Thanks Duane, I was not aware of that (or if I was, I have forgotten!)
That seems to say that if person A is already a member of one group (and therefore has an account) then person B (a baddie) can, by spoofing the sending address, subscribe person A to arbitrary numbers of other groups.
That would be a seriously worrying security flaw.
This was an address never before presented to groups.io - two emails were received but not as you describe. One was the group welcome message (implying the membership process was complete) and the second was a dual function message:
Subject: Confirm your join-ken-eng@... email address
Body (my italics and links stripped):
Thank you for your interest in the https://KENT-ENG.groups.io/g/all-Kent group at Groups.io. If you did not request or do not want to join all-Kent@KENT-ENG.groups.io, please ignore this message.

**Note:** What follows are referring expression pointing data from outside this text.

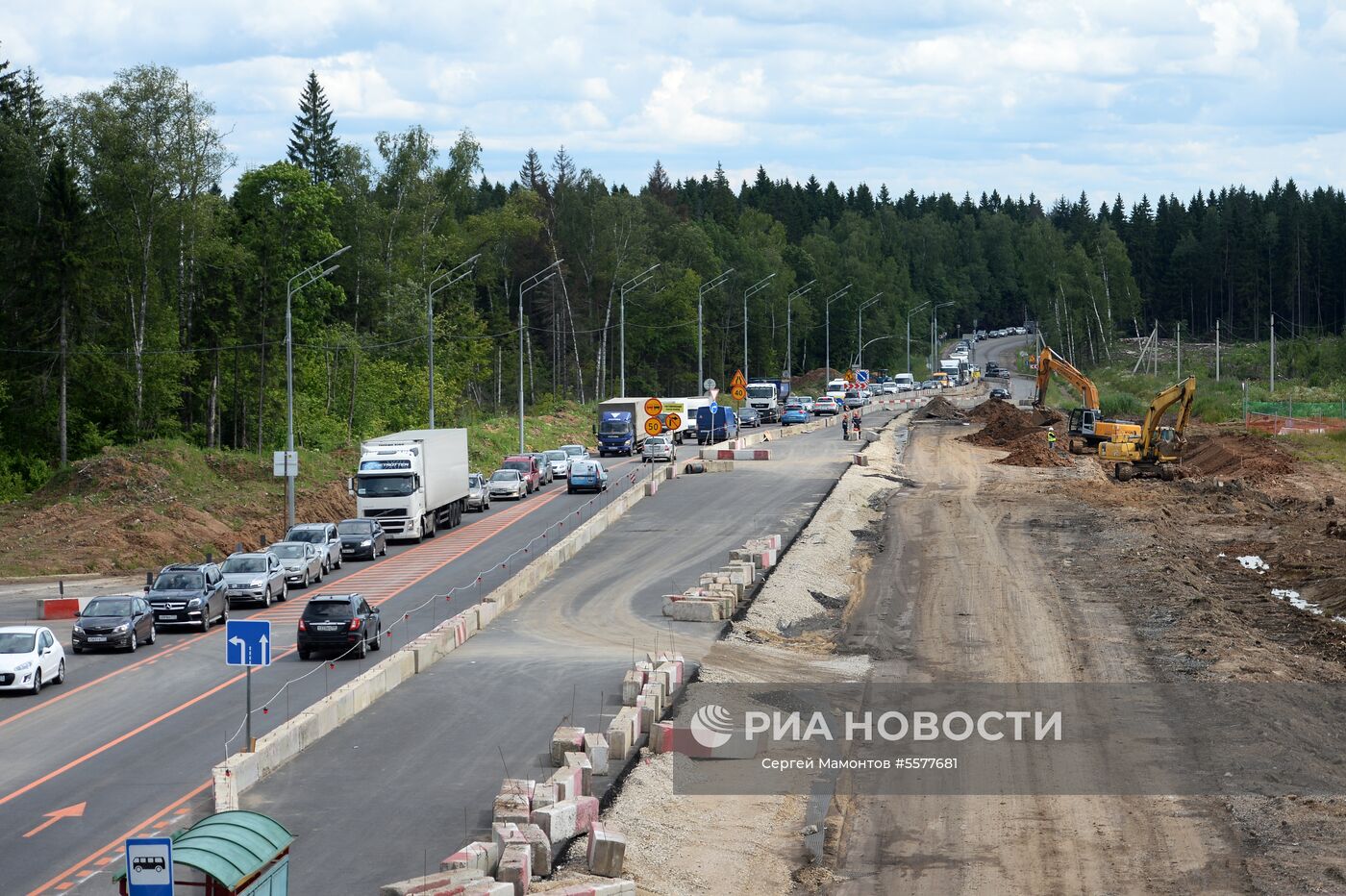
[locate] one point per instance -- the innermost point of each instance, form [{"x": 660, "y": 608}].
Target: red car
[{"x": 527, "y": 467}]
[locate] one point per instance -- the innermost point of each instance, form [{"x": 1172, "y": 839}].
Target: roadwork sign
[
  {"x": 248, "y": 642},
  {"x": 150, "y": 866}
]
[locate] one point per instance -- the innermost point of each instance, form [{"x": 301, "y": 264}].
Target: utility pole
[
  {"x": 435, "y": 286},
  {"x": 751, "y": 290},
  {"x": 1274, "y": 351},
  {"x": 700, "y": 329},
  {"x": 789, "y": 342},
  {"x": 527, "y": 286},
  {"x": 1217, "y": 350}
]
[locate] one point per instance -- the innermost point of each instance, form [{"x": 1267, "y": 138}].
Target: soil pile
[
  {"x": 1235, "y": 455},
  {"x": 1032, "y": 451},
  {"x": 938, "y": 408},
  {"x": 1005, "y": 424}
]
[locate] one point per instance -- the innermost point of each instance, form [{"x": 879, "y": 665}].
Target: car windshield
[
  {"x": 178, "y": 580},
  {"x": 16, "y": 642},
  {"x": 327, "y": 610},
  {"x": 108, "y": 609},
  {"x": 386, "y": 485}
]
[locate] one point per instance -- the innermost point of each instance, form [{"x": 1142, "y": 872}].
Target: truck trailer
[{"x": 413, "y": 482}]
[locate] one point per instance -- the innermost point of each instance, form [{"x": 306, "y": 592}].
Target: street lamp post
[
  {"x": 827, "y": 312},
  {"x": 789, "y": 344},
  {"x": 700, "y": 330},
  {"x": 859, "y": 327},
  {"x": 309, "y": 275},
  {"x": 909, "y": 331},
  {"x": 751, "y": 290},
  {"x": 436, "y": 286},
  {"x": 635, "y": 283},
  {"x": 528, "y": 286}
]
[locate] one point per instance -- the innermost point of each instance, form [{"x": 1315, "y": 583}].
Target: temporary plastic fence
[{"x": 1281, "y": 424}]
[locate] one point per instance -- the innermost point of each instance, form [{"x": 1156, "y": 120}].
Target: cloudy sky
[{"x": 1046, "y": 96}]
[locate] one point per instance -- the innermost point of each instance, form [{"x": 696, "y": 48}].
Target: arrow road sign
[
  {"x": 248, "y": 642},
  {"x": 150, "y": 866},
  {"x": 69, "y": 811}
]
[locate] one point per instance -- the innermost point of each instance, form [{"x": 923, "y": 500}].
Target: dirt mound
[
  {"x": 1005, "y": 425},
  {"x": 938, "y": 408},
  {"x": 1235, "y": 455},
  {"x": 1032, "y": 451}
]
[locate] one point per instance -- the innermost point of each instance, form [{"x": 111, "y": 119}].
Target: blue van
[{"x": 724, "y": 425}]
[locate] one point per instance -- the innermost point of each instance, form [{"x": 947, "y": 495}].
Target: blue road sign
[
  {"x": 248, "y": 642},
  {"x": 150, "y": 866}
]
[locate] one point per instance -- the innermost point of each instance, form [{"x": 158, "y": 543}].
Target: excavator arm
[
  {"x": 1049, "y": 363},
  {"x": 1182, "y": 391}
]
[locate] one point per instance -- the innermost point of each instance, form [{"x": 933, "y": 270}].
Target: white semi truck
[{"x": 413, "y": 482}]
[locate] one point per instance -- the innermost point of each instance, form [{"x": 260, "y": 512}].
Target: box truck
[{"x": 413, "y": 482}]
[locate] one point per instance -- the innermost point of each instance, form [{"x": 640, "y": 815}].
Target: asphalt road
[
  {"x": 412, "y": 778},
  {"x": 134, "y": 736}
]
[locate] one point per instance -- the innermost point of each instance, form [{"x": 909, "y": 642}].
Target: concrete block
[
  {"x": 582, "y": 761},
  {"x": 480, "y": 856},
  {"x": 437, "y": 883},
  {"x": 655, "y": 696},
  {"x": 540, "y": 846},
  {"x": 558, "y": 821},
  {"x": 632, "y": 684},
  {"x": 544, "y": 794},
  {"x": 564, "y": 740},
  {"x": 606, "y": 851},
  {"x": 568, "y": 781},
  {"x": 515, "y": 866},
  {"x": 511, "y": 809},
  {"x": 596, "y": 750}
]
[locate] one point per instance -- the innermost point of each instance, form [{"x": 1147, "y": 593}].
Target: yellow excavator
[
  {"x": 1159, "y": 448},
  {"x": 1086, "y": 428}
]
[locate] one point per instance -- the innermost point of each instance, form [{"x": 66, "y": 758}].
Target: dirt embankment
[
  {"x": 1019, "y": 432},
  {"x": 137, "y": 509}
]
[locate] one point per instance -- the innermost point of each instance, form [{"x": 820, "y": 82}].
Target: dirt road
[{"x": 976, "y": 582}]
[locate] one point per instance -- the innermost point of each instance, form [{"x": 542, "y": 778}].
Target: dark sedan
[
  {"x": 121, "y": 623},
  {"x": 362, "y": 538}
]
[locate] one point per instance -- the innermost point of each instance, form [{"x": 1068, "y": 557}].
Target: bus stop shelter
[{"x": 236, "y": 853}]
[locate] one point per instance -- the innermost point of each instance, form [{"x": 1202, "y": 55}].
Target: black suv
[
  {"x": 188, "y": 595},
  {"x": 343, "y": 623}
]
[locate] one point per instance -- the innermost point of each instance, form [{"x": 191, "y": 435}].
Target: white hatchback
[{"x": 30, "y": 657}]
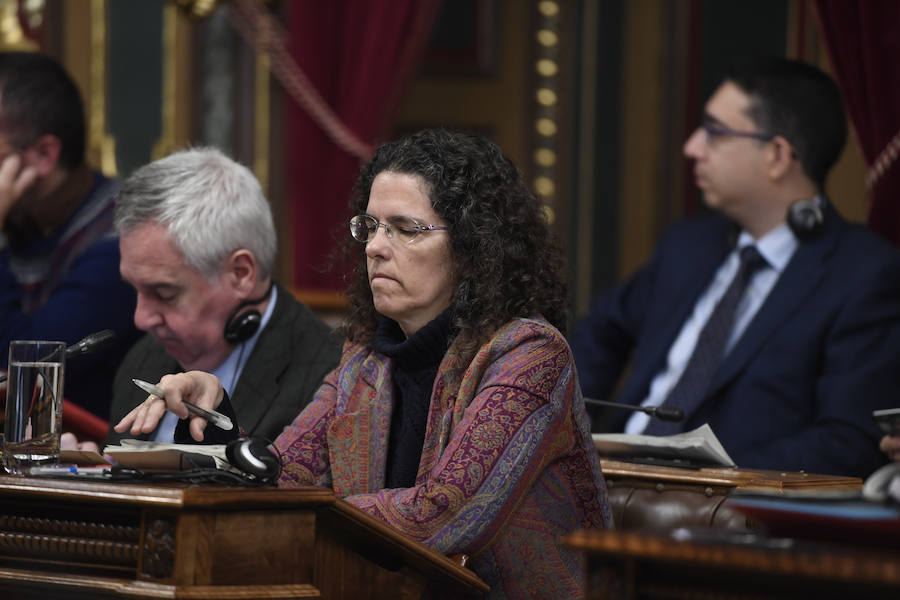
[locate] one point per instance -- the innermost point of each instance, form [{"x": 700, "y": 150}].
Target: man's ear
[
  {"x": 241, "y": 270},
  {"x": 780, "y": 157},
  {"x": 43, "y": 154}
]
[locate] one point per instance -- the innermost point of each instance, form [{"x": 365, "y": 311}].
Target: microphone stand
[{"x": 664, "y": 413}]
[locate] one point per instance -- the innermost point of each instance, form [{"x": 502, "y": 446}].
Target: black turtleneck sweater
[{"x": 416, "y": 361}]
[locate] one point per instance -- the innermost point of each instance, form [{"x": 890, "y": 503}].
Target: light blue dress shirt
[
  {"x": 229, "y": 372},
  {"x": 777, "y": 247}
]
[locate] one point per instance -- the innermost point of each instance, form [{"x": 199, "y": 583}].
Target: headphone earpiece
[
  {"x": 241, "y": 327},
  {"x": 805, "y": 218},
  {"x": 252, "y": 456}
]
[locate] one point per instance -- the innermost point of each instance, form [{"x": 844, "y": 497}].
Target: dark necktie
[{"x": 691, "y": 388}]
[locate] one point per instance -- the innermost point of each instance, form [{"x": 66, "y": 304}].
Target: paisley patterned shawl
[{"x": 507, "y": 465}]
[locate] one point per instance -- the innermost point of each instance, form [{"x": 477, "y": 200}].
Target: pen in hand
[{"x": 216, "y": 418}]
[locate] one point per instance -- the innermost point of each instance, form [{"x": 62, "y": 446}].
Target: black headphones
[
  {"x": 241, "y": 327},
  {"x": 253, "y": 457},
  {"x": 805, "y": 218}
]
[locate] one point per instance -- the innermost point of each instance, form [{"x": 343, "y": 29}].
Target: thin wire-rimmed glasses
[{"x": 364, "y": 227}]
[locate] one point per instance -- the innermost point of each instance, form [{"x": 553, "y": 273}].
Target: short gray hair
[{"x": 210, "y": 204}]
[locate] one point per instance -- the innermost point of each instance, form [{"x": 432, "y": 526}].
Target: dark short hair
[
  {"x": 507, "y": 260},
  {"x": 798, "y": 102},
  {"x": 38, "y": 97}
]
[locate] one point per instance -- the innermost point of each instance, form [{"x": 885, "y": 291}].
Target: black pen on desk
[{"x": 216, "y": 418}]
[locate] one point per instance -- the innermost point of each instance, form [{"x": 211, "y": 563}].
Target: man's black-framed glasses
[
  {"x": 715, "y": 130},
  {"x": 364, "y": 227}
]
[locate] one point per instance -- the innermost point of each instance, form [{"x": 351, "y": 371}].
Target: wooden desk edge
[{"x": 729, "y": 476}]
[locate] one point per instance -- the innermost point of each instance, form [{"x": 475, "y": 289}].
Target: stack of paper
[
  {"x": 162, "y": 456},
  {"x": 700, "y": 446}
]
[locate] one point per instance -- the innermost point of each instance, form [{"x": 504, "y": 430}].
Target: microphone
[
  {"x": 91, "y": 342},
  {"x": 86, "y": 345},
  {"x": 664, "y": 413}
]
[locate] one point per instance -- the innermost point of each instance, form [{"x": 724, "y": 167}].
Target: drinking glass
[{"x": 33, "y": 405}]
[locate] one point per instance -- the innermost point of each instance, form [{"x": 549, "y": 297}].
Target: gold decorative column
[
  {"x": 101, "y": 147},
  {"x": 546, "y": 124},
  {"x": 176, "y": 74}
]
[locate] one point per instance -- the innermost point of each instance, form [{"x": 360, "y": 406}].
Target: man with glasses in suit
[{"x": 771, "y": 318}]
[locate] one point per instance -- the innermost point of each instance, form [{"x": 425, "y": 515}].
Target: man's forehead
[{"x": 729, "y": 105}]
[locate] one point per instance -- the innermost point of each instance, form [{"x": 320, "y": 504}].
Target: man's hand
[
  {"x": 202, "y": 389},
  {"x": 15, "y": 178}
]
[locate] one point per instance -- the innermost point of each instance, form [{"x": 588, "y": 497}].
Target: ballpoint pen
[{"x": 216, "y": 418}]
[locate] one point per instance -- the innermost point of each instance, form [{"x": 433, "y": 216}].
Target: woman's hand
[
  {"x": 890, "y": 445},
  {"x": 196, "y": 387}
]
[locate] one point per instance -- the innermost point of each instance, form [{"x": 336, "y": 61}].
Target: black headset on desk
[
  {"x": 253, "y": 457},
  {"x": 806, "y": 218},
  {"x": 241, "y": 327}
]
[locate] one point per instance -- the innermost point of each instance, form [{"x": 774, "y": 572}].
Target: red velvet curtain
[
  {"x": 359, "y": 55},
  {"x": 863, "y": 41}
]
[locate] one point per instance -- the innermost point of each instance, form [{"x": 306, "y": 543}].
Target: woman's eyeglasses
[{"x": 364, "y": 227}]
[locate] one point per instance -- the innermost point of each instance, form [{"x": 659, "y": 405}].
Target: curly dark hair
[{"x": 508, "y": 262}]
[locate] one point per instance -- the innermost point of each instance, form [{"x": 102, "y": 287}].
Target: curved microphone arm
[{"x": 664, "y": 413}]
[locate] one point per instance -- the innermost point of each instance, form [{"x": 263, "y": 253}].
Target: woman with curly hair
[{"x": 455, "y": 414}]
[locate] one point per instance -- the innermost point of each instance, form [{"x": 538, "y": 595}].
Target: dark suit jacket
[
  {"x": 293, "y": 354},
  {"x": 798, "y": 389}
]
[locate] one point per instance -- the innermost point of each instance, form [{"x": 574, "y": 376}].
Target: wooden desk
[
  {"x": 724, "y": 478},
  {"x": 75, "y": 539},
  {"x": 640, "y": 565},
  {"x": 661, "y": 497}
]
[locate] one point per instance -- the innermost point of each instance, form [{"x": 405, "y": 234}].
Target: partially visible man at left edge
[{"x": 59, "y": 257}]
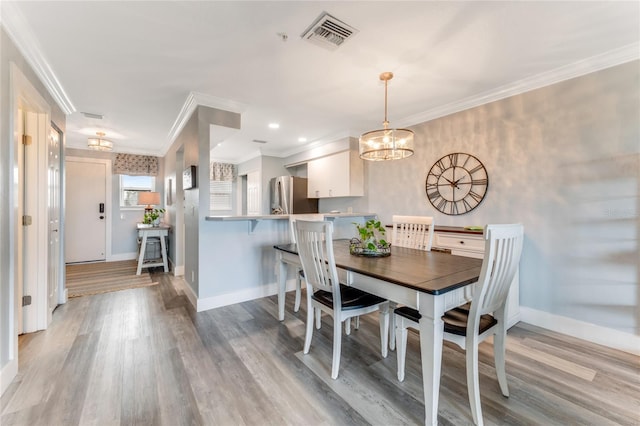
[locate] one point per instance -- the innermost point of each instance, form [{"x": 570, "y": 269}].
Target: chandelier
[{"x": 386, "y": 143}]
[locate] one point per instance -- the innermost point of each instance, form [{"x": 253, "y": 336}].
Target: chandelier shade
[
  {"x": 386, "y": 144},
  {"x": 99, "y": 144}
]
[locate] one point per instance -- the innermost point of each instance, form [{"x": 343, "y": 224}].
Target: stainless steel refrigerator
[{"x": 289, "y": 196}]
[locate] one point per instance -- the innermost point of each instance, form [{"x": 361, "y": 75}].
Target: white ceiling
[{"x": 136, "y": 63}]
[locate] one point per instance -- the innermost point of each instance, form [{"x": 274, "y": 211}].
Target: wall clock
[{"x": 457, "y": 183}]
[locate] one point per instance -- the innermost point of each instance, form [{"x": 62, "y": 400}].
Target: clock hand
[{"x": 450, "y": 182}]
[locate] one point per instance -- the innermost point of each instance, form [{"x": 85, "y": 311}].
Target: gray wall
[
  {"x": 9, "y": 53},
  {"x": 193, "y": 144},
  {"x": 565, "y": 161}
]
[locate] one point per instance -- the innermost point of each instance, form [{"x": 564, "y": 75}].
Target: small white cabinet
[
  {"x": 337, "y": 175},
  {"x": 472, "y": 245}
]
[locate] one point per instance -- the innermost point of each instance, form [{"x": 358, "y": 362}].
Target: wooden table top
[{"x": 427, "y": 271}]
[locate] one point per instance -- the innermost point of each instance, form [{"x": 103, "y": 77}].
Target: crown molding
[
  {"x": 20, "y": 33},
  {"x": 193, "y": 101},
  {"x": 609, "y": 59}
]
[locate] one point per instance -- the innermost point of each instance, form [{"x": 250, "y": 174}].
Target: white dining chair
[
  {"x": 299, "y": 273},
  {"x": 484, "y": 316},
  {"x": 412, "y": 232},
  {"x": 326, "y": 294}
]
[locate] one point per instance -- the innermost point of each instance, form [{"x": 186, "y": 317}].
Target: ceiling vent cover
[{"x": 328, "y": 32}]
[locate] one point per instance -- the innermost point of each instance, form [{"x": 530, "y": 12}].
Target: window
[
  {"x": 131, "y": 186},
  {"x": 220, "y": 194}
]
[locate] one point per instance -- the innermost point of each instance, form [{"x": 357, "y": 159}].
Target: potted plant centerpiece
[
  {"x": 370, "y": 241},
  {"x": 152, "y": 217}
]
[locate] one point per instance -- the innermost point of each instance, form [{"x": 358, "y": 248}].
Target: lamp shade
[
  {"x": 149, "y": 198},
  {"x": 386, "y": 144}
]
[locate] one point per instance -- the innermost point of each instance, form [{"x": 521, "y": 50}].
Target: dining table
[{"x": 431, "y": 282}]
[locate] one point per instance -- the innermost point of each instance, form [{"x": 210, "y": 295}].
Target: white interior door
[
  {"x": 85, "y": 223},
  {"x": 254, "y": 198},
  {"x": 53, "y": 208}
]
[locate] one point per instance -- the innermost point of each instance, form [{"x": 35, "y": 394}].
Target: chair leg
[
  {"x": 318, "y": 317},
  {"x": 337, "y": 342},
  {"x": 401, "y": 345},
  {"x": 296, "y": 305},
  {"x": 499, "y": 341},
  {"x": 473, "y": 385},
  {"x": 384, "y": 329},
  {"x": 309, "y": 334},
  {"x": 392, "y": 326}
]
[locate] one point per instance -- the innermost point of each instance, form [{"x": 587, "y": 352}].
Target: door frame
[
  {"x": 23, "y": 96},
  {"x": 108, "y": 209}
]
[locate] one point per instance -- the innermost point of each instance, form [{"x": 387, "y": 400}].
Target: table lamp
[{"x": 149, "y": 198}]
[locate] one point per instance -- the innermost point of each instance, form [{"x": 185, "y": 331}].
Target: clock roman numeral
[
  {"x": 453, "y": 159},
  {"x": 454, "y": 208},
  {"x": 476, "y": 168},
  {"x": 433, "y": 195},
  {"x": 475, "y": 196},
  {"x": 466, "y": 205}
]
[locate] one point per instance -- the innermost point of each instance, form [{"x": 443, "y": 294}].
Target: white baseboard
[
  {"x": 609, "y": 337},
  {"x": 205, "y": 304},
  {"x": 7, "y": 374},
  {"x": 178, "y": 271},
  {"x": 122, "y": 256},
  {"x": 188, "y": 291}
]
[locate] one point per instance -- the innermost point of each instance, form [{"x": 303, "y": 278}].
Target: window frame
[{"x": 122, "y": 189}]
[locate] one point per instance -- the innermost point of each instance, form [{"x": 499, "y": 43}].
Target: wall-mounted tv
[{"x": 189, "y": 178}]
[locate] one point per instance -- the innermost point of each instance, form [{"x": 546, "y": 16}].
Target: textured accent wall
[{"x": 565, "y": 161}]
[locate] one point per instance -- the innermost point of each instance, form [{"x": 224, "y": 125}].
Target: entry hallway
[{"x": 143, "y": 356}]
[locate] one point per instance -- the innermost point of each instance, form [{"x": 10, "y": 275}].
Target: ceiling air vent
[
  {"x": 92, "y": 115},
  {"x": 328, "y": 32}
]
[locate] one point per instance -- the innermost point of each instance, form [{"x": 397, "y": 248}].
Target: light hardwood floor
[{"x": 143, "y": 356}]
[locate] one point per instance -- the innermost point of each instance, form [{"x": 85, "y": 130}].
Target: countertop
[
  {"x": 453, "y": 229},
  {"x": 285, "y": 216}
]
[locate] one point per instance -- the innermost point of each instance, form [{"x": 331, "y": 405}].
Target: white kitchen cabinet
[
  {"x": 337, "y": 175},
  {"x": 472, "y": 245}
]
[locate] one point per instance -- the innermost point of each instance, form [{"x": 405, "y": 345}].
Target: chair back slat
[
  {"x": 503, "y": 247},
  {"x": 412, "y": 232},
  {"x": 315, "y": 248}
]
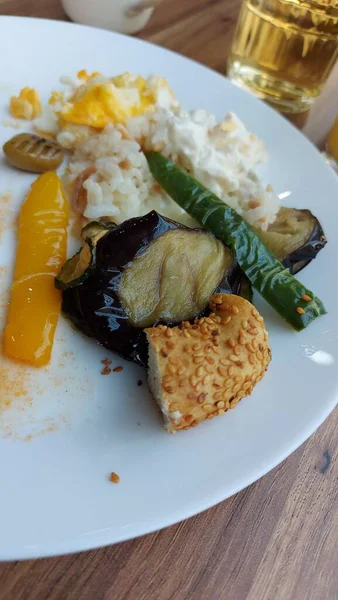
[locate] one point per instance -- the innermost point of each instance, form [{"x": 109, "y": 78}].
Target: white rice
[{"x": 223, "y": 156}]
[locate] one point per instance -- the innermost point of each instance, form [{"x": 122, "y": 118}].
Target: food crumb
[
  {"x": 106, "y": 371},
  {"x": 114, "y": 478},
  {"x": 106, "y": 362}
]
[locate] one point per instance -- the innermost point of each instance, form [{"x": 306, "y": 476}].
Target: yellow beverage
[
  {"x": 284, "y": 50},
  {"x": 332, "y": 141}
]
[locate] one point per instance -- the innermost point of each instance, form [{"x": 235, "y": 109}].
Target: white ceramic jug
[{"x": 125, "y": 16}]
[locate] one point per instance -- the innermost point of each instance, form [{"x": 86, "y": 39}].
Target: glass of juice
[
  {"x": 284, "y": 50},
  {"x": 331, "y": 147}
]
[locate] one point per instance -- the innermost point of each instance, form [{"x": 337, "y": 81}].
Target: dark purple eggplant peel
[
  {"x": 145, "y": 271},
  {"x": 151, "y": 269}
]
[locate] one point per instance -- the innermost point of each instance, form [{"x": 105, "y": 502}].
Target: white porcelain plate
[{"x": 65, "y": 428}]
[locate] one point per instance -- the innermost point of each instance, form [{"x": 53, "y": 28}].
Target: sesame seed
[
  {"x": 193, "y": 380},
  {"x": 106, "y": 362},
  {"x": 106, "y": 370},
  {"x": 224, "y": 361},
  {"x": 173, "y": 406},
  {"x": 225, "y": 320},
  {"x": 253, "y": 331}
]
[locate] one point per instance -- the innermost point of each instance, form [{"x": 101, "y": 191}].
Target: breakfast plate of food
[{"x": 167, "y": 289}]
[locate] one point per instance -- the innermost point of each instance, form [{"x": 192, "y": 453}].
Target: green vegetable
[{"x": 290, "y": 298}]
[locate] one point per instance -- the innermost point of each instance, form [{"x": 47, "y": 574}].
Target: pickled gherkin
[{"x": 30, "y": 152}]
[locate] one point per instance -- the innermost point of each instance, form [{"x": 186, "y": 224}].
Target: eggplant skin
[
  {"x": 295, "y": 238},
  {"x": 95, "y": 306}
]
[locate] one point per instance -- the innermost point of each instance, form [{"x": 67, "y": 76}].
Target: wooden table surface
[{"x": 276, "y": 540}]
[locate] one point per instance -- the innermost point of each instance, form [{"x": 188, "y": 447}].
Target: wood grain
[{"x": 276, "y": 540}]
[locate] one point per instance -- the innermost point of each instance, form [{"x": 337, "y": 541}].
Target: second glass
[{"x": 284, "y": 50}]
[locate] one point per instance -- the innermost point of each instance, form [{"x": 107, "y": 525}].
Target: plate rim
[{"x": 78, "y": 544}]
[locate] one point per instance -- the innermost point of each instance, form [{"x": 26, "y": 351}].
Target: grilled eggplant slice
[
  {"x": 295, "y": 238},
  {"x": 148, "y": 270},
  {"x": 78, "y": 268}
]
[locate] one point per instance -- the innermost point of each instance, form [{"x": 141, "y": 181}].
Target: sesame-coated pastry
[{"x": 198, "y": 371}]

If you only want to send and receive messages from all-Kent@KENT-ENG.groups.io, reply to this email to confirm your email address and activate your membership.
Messages will be sent to you at join-ken-eng@...
Send messages to all-Kent@KENT-ENG.groups.io
If you want to use the resources and read messages on the website, please click on the link below to confirm your email address, set up a password, and choose other subscription settings:
The Groups.io Team
If it still represents the actuality then it would be interesting to see. My report concerned an unrestricted group BTW.